I have also learned of the responsibilities of autonomy and belonging. I myself have felt the weight of always feeling like I must be in charge, and find ways for the people in my life to feel like they belong. I have also witnessed the same heaviness in the clients and families I have worked with. The trap of being in overdrive is no joke; I have learned to balance both the drive and the responsibility of these two very important needs.
Throughout this journey, I have learned that I thrive in environments that allow me to be creative, strategic, and independent while offering opportunities for collaboration and connection. This realisation has been crucial in helping me find fulfilling work that aligns with my values and personality. And beyond work, it has helped me celebrate parts of my life that have nothing to do with it, making me feel more present in the moment, and give radically without burning out.
As I continue to reflect, in my previous jobs, I never really thought about who was influencing me internally. Now embracing an intersectional identity and being the ultimate generalist, I get to choose who I work with, and how I work with them. Of course, it’s not about working with people who are exactly like me. It’s about finding people who share my values and who can help me grow in new and exciting ways from a wide range of perspectives and experiences, both personal and professional. And at the same time, I hope that I can help shape their journey as well.

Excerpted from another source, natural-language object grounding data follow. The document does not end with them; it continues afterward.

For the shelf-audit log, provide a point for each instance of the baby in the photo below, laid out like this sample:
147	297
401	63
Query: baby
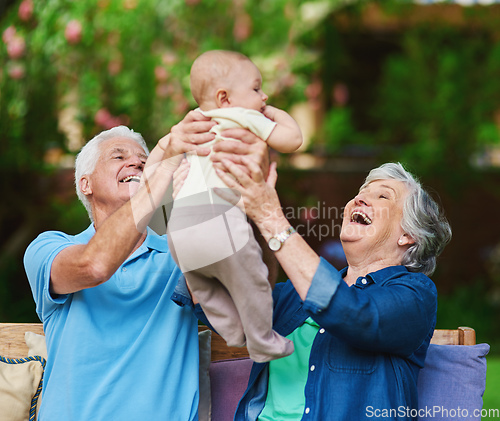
210	238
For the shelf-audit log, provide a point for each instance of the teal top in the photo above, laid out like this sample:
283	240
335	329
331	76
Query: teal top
288	376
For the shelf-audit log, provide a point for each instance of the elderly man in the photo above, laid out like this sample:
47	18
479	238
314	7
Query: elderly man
118	346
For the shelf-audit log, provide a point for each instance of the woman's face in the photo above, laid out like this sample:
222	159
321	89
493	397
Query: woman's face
372	220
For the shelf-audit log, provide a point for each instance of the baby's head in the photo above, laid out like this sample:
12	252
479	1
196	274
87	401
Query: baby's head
222	78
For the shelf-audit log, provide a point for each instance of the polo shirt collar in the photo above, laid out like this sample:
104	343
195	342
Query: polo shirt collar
382	274
152	241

It’s the secret sauce that makes my career fulfilling and sustainable for the long haul. And that is so because while autonomy and belonging are two sides of the same coin, values are the material with which the coin is minted. I have found that when my values align with those who I am working with, there is a capacity to do more, to innovate, and to celebrate each other’s strengths and build upon them knowing that we are driven by the same core values even if our mode of expression or interpretation is different.
With Transform Together, Dannielle and I have discussed the same, over and over again, from different perspectives and various angles, to better understand why we want to work with people from all walks of life, and why we want to nurture the magic in them. When we onboard an associate, we share a smorgasbord of words that represent our values, But these words aren’t set in stone; they change and adapt, just like words in a dictionary.
Like the tree at the centre of our philosophy, every time we have a positive conversation, it’s like adding something valuable to our tree, helping us branch out in new directions. This growth starts from a strong base built on many years of shared experience and is fueled by unchanging values that stay strong, even as situations change.
My goal is to have meaningful conversations with people who really value this way of working. Those who find inspiration in it can join us as part of a team effort to unlock their full potential. Through these talks, we hope to create an environment where everyone can do their best, driven by common values and a dedication to this value-centred approach.